I am trying to build a decision tree for a prediction model on the following dataset:

enter image description here

And here is my code:

fitTree = rpart(classLabel ~ from_station_id + start_day + start_time
            + gender +  age, method = "class", data=d)
fancyRpartPlot(fitTree)

But the result decision tree has used only one of the attributes (from_station_id) as the 'splitting attribute' and did not care about the values of other attributes (start_day, start_time, gender, age). Here is the result:

Click to enlarge.

enter image description here

What am I doing wrong?

1
From your data snippet it appears that in the case of from_station_id == 131 the 'from_station_id' is much more predictive of the 'classLabel == 2' than any of the other variables. And from your output it appears that is also the case for other stationIDs. So what you are doing wrong is assuming that rpart will use all variables even if they are less predictive. - IRTFM
What about building another model, either by dropping the column from_station_id, or create a new column from_station_id_grp grouped into a less predictive values (you can use Hmisc::cut2 function for this, g=5 parameter)? - knb

1 Answers

1
votes

Your syntax looks correct. Based on the snippet of your dataset, classLabel and from_station_id may be closely correlated (and maybe gender, too?).

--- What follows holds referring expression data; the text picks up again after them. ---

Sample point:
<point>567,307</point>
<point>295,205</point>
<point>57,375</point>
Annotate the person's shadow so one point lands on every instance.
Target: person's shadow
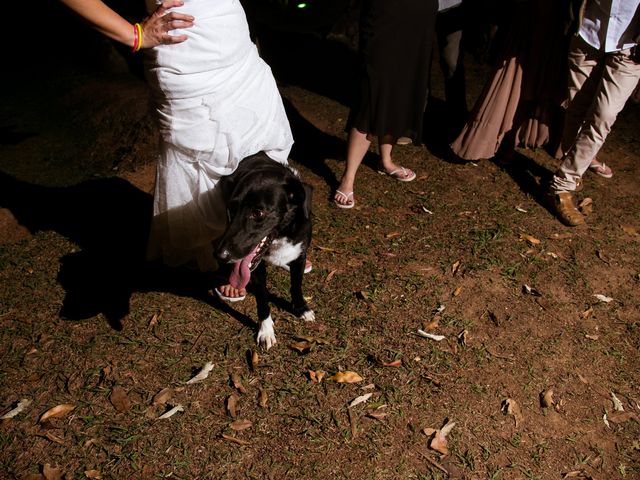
<point>109,221</point>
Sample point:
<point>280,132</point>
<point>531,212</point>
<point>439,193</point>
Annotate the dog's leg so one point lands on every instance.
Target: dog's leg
<point>266,334</point>
<point>300,307</point>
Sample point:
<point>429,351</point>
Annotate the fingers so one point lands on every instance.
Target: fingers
<point>157,28</point>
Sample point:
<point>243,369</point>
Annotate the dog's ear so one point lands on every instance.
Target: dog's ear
<point>308,194</point>
<point>299,194</point>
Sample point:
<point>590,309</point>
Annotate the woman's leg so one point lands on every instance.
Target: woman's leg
<point>357,147</point>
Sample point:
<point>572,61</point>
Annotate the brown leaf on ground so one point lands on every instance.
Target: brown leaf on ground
<point>429,326</point>
<point>546,399</point>
<point>57,411</point>
<point>303,347</point>
<point>240,424</point>
<point>232,401</point>
<point>395,363</point>
<point>530,239</point>
<point>255,359</point>
<point>346,377</point>
<point>119,399</point>
<point>237,384</point>
<point>263,398</point>
<point>511,407</point>
<point>163,396</point>
<point>622,416</point>
<point>317,376</point>
<point>439,440</point>
<point>235,440</point>
<point>455,267</point>
<point>51,473</point>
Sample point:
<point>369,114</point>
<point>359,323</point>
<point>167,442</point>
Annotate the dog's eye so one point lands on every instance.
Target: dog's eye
<point>257,214</point>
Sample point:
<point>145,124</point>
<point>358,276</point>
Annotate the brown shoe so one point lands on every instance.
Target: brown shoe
<point>565,209</point>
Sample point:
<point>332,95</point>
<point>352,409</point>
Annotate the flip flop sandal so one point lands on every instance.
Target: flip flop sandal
<point>229,299</point>
<point>601,169</point>
<point>307,267</point>
<point>401,174</point>
<point>346,196</point>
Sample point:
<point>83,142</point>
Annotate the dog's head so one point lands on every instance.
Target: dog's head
<point>262,205</point>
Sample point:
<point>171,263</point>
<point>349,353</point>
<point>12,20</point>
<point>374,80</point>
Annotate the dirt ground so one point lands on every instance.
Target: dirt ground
<point>537,371</point>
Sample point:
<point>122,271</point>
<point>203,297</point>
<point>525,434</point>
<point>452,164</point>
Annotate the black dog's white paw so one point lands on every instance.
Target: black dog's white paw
<point>266,335</point>
<point>308,316</point>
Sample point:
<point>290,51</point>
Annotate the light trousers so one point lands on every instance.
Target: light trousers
<point>599,86</point>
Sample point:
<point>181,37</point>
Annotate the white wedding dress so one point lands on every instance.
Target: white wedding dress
<point>217,103</point>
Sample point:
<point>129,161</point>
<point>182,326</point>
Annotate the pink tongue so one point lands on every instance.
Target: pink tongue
<point>241,274</point>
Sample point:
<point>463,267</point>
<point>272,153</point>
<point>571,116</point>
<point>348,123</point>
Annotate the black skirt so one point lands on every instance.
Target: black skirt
<point>396,42</point>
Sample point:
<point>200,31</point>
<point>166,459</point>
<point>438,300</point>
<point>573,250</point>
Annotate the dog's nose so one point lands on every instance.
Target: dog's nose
<point>224,254</point>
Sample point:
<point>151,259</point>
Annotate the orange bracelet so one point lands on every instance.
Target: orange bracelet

In this case, from_station_id will be the best predictor for your classLabel, and the other variables are just not informative (or are also correlated but being masked), and will not show up on the tree. Try:

summary.rpart(fitTree)

This will show you better how the splits were made and the variable importance, which can help you evaluate masking. You should avoid correlated predictors, as they result in masking and can interfere with interactions.

If you are only seeing from_station_id in the summary, then you know it is ignoring the other variables, but I am not sure why it would.